3 Replies Latest reply on Sep 30, 2010 4:15 PM by sblackwell

    makeshift global barrier

      trouble reading from global memory after atom_inc


      I know there's no global barrier in OpenCL, but I'm trying to create a workaround using the following code:


      void barrier(__global uint* scratch) {

        uint nThreads = get_global_size(0);


        /* this loop never terminates */

        while(scratch[0] < nThreads) {





      The idea is that each thread loops until all threads have incremented that memory.

      I know the memory is being incremented because scratch[0] = nThreads when I read scratch back to host memory, but loops never terminate. When I have the threads write out the value at scratch[0] elsewhere, they all just print the result of their atom_inc.

      I know I can normally read just fine from global memory, but what am I missing here?

        • makeshift global barrier

          hi sblackwell,

          I must say a good try.

          But how workitems are executed inside a Compute Unit is entirely implementation dependent.Even if you run just 256 threads i.e one workgroup you cannot say whether all the 4 wavefronts will execute in a round robin approach or only one wavefront will remain stuck in the while loop & other will keep waiting for this wavefront.

          Global Sync can only be implemented by using different kernels as for now.

          I hope it is clear.

          • makeshift global barrier
            This will only work if you run exactly enough work groups to fill up the chip once or fewer.
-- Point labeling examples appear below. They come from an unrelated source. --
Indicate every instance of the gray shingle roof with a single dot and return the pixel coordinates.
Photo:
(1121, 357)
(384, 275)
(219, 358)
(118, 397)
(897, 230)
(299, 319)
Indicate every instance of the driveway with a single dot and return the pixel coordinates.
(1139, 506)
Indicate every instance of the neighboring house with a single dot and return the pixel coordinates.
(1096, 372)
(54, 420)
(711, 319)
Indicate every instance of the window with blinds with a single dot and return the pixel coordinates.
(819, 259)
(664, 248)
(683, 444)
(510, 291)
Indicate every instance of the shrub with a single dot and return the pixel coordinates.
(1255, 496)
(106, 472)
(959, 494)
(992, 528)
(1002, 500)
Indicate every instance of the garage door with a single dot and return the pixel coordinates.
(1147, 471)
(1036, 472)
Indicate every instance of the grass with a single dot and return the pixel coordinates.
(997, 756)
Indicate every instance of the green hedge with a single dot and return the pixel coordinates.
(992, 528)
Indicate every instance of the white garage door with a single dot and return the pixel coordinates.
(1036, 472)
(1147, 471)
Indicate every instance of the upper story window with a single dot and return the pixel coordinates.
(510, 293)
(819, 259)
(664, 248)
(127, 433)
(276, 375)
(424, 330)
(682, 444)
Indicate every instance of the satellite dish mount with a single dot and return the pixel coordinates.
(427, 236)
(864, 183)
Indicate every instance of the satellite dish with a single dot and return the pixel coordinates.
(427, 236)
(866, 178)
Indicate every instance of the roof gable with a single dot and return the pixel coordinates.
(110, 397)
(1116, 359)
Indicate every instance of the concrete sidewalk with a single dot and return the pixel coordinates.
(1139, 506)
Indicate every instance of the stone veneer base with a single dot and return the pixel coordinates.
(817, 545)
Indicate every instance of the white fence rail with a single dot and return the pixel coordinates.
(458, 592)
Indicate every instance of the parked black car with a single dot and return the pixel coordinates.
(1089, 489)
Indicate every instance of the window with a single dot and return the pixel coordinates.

Say the device has N SIMD's and each work group takes up all the resources on the SIMD. A launch size of N work-groups should execute this code correctly. If N+1 work-groups are executed, the first N work-groups will loop waiting for scratch[0] to hit nThreads. The last work-group will not get scheduled because the previous work-groups have not finished and there are no resources left.

            Hope this makes sense on why the solution you have is not fully generic.
            • makeshift global barrier
              Yeah that makes perfect sense. I had never thought of it that way. I guess I had assumed (wrongly) that all work groups were executed concurrently.